The biggest difference with this tab is that the markings are not fixed, but can be set freely. The shooter has the possibility to position his markings exactly on the marks when stringwalking. To do this, the tab is screwed apart and the pins are simply inserted at the desired locations.
Thanks to the grid spacing in millimeters and the U-shape of the pins, they hold in place quite well before they are firmly and securely fixed by screwing on the plate. This will take a bit of fiddling, but you don’t set up a tab every day.
With the help of the cardboard scales we simply took the marks from our old tab – all in all, it took about ten minutes. For me, I placed markings at five-meter intervals from five to 50 meters and another one for the hall distance of 18 meters.
If you do not yet have a shot-in tab to transfer, you can simply stick one of the scales onto the metal plate with double-sided tape or similar, shoot out the distances and mark them on the scale to place the pins afterwards. The ability to limit the markings to what is necessary is practical and avoids errors when counting markings before the shot.
Another positive thing is that the pins are easy to feel, a dream for the next twilight field tournament when you can no longer see your own hands. The main disadvantage is that the design is not intended for quick corrections; you would need to allow a few minutes to make changes.
The Zniper Tab also has other advantages. The adjustable elastic band for the middle finger is attached to a separate plastic plate. Three different positions can be screwed to the tab, so that adjusting to the thickness of the fingers is not a problem.
A plastic finger separator can also be screwed onto this plate; two positions are also possible here. Together with the good ergonomics of the main plate, it is no problem to configure the tab so that it is always safe and in the same place in your hand; this eliminates other possible sources of error when shooting.
Also useful are the two different sized anchor plates that come with the set. The anchor plates can simply be inserted at the top of the tab and secured with a small screw.

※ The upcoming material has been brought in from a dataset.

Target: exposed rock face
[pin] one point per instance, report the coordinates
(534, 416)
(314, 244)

This is particularly useful for shooters who shoot at field distances with a lower pull weight, since the anchor point is shifted slightly downwards and therefore more range can be achieved.
The slightly oblique shape can usually be easily placed under the cheekbones – practical for shooters who have to “hold over” from 40 or 45 meters. But if you don’t need these plates, you can just leave them out.
The Zniper Tab is currently one of the most expensive tabs on the market, but thanks to its modular design and the releasable markings, it has options that currently hardly any other tab (if any) has to offer.
The only small points of criticism are the somewhat pointed upper edge of the base plate, which could leave a mark on your cheek if your release is extremely bad, and that small corrections to the markings cannot even be carried out quickly.
Fortunately, the former did not happen to us during the test shooting with the Zniper Tab. We were able to compensate for a marker that we set incorrectly on the course by simply shooting on the top edge instead of the bottom edge of the marker pin concerned and fixing the pins later at home.
Otherwise, the great ergonomics of the tab impress, and I feel it should be adaptable to almost any hand. The materials and the thickness of the leather are also almost perfectly chosen, and many small details have been thought of. I fully recommend it for ambitious string walkers.